Westchester Medical Center, as Assignee of Glenda Jenkins, Appellant, v Government Employees Insurance Company, Respondent.
    [909 NYS2d 112]
   In an action to recover no-fault medical payments under an insurance contract, the plaintiff appeals from an order of the Supreme Court, Nassau County (Galasso, J.), entered December 17, 2009, which denied its motion for summary judgment on the complaint.

Ordered that the order is reversed, on the law, with costs, and the plaintiffs motion for summary judgment on the complaint is granted.

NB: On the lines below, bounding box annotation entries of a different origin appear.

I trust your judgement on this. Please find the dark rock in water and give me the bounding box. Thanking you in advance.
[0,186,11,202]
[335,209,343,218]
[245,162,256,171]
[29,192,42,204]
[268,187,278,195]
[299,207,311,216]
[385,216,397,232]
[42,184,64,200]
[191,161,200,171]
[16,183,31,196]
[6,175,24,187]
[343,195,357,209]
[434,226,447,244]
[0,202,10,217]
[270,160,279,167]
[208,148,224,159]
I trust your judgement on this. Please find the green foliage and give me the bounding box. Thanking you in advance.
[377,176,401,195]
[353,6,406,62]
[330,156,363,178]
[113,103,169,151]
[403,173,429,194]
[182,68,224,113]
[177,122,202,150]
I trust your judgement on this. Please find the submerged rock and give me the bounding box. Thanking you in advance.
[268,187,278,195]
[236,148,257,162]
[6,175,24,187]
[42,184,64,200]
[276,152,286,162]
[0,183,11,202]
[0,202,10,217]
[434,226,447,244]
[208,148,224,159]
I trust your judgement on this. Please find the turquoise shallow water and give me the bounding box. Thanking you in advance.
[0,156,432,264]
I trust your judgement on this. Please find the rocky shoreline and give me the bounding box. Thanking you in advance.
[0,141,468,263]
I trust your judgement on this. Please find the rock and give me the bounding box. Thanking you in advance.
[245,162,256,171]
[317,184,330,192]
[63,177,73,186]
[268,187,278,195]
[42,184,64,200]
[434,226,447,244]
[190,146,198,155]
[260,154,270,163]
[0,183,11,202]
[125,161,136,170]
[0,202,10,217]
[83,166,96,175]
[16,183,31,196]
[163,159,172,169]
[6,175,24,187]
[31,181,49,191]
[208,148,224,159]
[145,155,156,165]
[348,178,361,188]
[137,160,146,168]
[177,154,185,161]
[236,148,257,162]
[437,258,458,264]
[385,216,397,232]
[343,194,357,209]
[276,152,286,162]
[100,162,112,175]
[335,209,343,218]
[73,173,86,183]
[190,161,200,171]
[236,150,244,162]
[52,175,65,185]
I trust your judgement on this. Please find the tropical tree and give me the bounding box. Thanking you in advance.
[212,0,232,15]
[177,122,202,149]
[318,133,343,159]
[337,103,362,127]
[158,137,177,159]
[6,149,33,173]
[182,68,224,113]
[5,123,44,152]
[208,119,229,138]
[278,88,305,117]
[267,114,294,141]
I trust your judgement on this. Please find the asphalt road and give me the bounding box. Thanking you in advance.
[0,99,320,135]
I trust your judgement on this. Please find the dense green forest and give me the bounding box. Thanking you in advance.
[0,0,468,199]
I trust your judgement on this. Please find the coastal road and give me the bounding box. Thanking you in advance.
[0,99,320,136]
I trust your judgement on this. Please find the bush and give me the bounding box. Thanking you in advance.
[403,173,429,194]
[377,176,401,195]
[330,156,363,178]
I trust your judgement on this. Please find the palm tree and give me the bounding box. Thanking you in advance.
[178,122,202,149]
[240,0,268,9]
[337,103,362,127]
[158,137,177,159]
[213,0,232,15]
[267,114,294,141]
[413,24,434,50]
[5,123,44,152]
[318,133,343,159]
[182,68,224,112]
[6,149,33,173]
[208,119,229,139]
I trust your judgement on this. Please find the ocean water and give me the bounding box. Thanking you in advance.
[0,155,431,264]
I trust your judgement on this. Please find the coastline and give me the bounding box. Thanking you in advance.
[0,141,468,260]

In opposition to the plaintiffs prima facie showing of entitlement to judgment as a matter of law (see Westchester Med. Ctr. v Progressive Cas. Ins. Co., 51 AD3d 1014, 1017 [2008]; Westchester Med. Ctr. v State Farm Mut. Auto. Ins. Co., 44 AD3d 750, 752 [2007]), the defendant failed to raise a triable issue of fact as to whether it properly denied the plaintiffs claim for no-fault benefits based on the alleged intoxication of the plaintiffs assignor at the time of the accident. Since the defendant failed to submit any evidence whatsoever from which the circumstances of the accident could be ascertained, the nature of the accident is unknown, and, thus, the defendant’s evidence, while presenting a factual question as to whether the plaintiffs assignor was operating a vehicle in an intoxicated condition, was insufficient by itself to raise a triable issue of fact as to whether the plaintiffs assignor was “injured as a result of operating a motor vehicle while in an intoxicated condition” (Insurance Law § 5103 [b] [2] [emphasis added]; see 11 NYCRR 65-3.14 [b]; cf. Westchester Med. Ctr. v Progressive Cas. Ins. Co., 51 AD3d at 1017; Westchester Med. Ctr. v State Farm Mut. Auto. Ins. Co., 44 AD3d at 752; Lynch v Progressive Ins. Co., 12 AD3d 570 [2004]; Scahall v Unigard Ins. Co., 222 AD2d 1070 [1995]; Cernik v Sentry Ins., 131 AD2d 952 [1987]; McCarthy v Commercial Union Ins. Co., 194 Misc 2d 295, 297 [2002]). Accordingly, while, under the circumstances of this case, there is no merit to the plaintiffs remaining contentions concerning the facial sufficiency of the form used to deny the claim and the Supreme Court’s consideration of certain uncertified medical records (see Westchester Med. Ctr. v Progressive Cas. Ins. Co., 51 AD3d at 1017; Westchester Med. Ctr. v Allstate Ins. Co., 45 AD3d 579, 580 [2007]), its motion for summary judgment should nonetheless have been granted. Skelos, J.P., Santucci, Dickerson and Leventhal, JJ., concur.